Line Integrals (Complex Variables)

[student85]

Homework Statement

i) Define a path [itex]\gamma[/itex] whose image is the ellipse [tex]\frac{x^2}{a^2}[/tex] + [tex]\frac{y^2}{b^2}[/tex] = 1 traced counterclockwise.
ii) Show that [itex]\int[/itex] [itex]\frac{1}{z}[/itex] dz = [itex]\int[/itex] [itex]\frac{1}{z}[/itex] dz for a suitable circle [itex]\beta[/itex]
(NOTE: THE FIRST INTEGRAL IS OVER THE ELLIPSE [itex]\gamma[/itex], THE SECOND ONE IS OVER THE CIRCLE [itex]\beta[/itex]).
iii) Use the above result (part (ii)) to show that [itex]\int[/itex] [itex]\frac{1}{a^2 cos^2(t) + b^2 sin^2(t)}[/itex] dt = [itex]\frac{2\pi}{ab}[/itex] for a>0, b>0.

Homework Equations

Green's Theorem, Cauchy's Theorem... Cauchy's formula too maybe?

The Attempt at a Solution

Ok, so first of all I parametrized the ellipse, I got the following:

[itex]\gamma[/itex] (t) = t - i(b/a) [itex]\sqrt{a^2 - t^2}[/itex] for -a[itex]\leq[/itex] t [itex]\leq[/itex] a
[itex]\gamma[/itex] (t) = (2a-t) + i(b/a) [itex]\sqrt{a^2 - (2a-t)^2}[/itex] for a[itex]\leq[/itex] t [itex]\leq[/itex] 3a

I've checked and I'm pretty sure that is a correct parametrization for the ellipse given.
Now, my real problem is with ii) and iii). For ii) I'm thinking about using Cauchy's Theorem maybe... because the function 1/z is analytic everywhere except at the origin, so a line integral over an ellipse centered at the origin and a circle that's also centered at the origin would be the same (since the function is analytic everywhere in the space between the two paths). However, I'm not that sure on how to "show" that, mathematically. The corrector checks the homeworks very strictly so I need to show it very clearly. Any ideas? As for iii) well I need ii) first...

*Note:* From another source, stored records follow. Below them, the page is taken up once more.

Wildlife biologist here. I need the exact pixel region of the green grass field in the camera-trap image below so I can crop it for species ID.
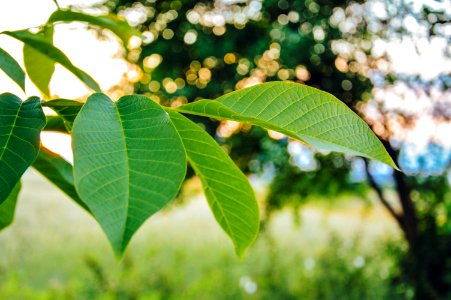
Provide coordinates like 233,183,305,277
0,171,399,299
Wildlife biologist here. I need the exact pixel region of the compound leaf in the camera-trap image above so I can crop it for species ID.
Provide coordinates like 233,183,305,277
178,82,397,168
169,112,260,257
0,93,45,204
0,48,25,91
72,94,186,255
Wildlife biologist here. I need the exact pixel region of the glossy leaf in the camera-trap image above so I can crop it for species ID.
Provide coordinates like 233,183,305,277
0,48,25,91
0,94,45,203
48,10,141,45
42,99,84,132
0,181,20,230
33,147,89,212
178,82,397,168
72,94,186,255
23,27,55,97
170,112,260,257
3,30,100,92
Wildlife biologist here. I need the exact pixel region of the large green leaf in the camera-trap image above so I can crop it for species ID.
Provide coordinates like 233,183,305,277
3,30,100,92
23,26,55,97
0,48,25,91
169,112,260,257
0,181,20,230
0,93,45,203
178,82,396,168
33,147,89,212
48,10,141,45
72,94,186,255
42,99,84,132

Any suggestions are greatly appreciated. Cheers.

 

[HallsofIvy]

I wouldn't have used that parameterization. I would have used x= a cos(t), y= b sin(t) so that [itex]\gamma(t)= a cos(t)+ i b sin(t)[/itex]. You should find that simpler. The [itex]dz/z[/itex] becomes [itex](-a sin(t)+ i b cos(t))dt/(a cos(t)+ i b sin(t))[/itex]. Try multiplying both numerator and denominator by the complex conjugate of the denominator.

 

[student85]

Oh, thanks Halls, that was great help.
How did you get that parametrization, are they simlpy obtained from the the elliptic coordinate transformations?
I found this on wikipedia:
"The most common definition of elliptic coordinates (μ,ν) is
x = a cosh [itex]\mu[/itex] cos v
y = a sinh [itex]\mu[/itex] sin v "
Can you show me how to get to your parametrization?

Thanks again.

 

[HallsofIvy]

Those are ellipitic coordinates in a plane, not a parameterization of an ellipse. What does Wikipedia say [itex]\mu[/itex] and [itex]\nu[/itex] represent there?

My derivation starts from cos²(t)+ sin²(t)= 1 Since the equation of the ellipse is x²/a²+ y²/b²= 1, letting x/a= cos(t) and y/b= sin(t) should be obvious and that gives x= a cos(t), y= b sin(t).

 

[sjuz]

How can I evaluate integral 1/z over the ellipse?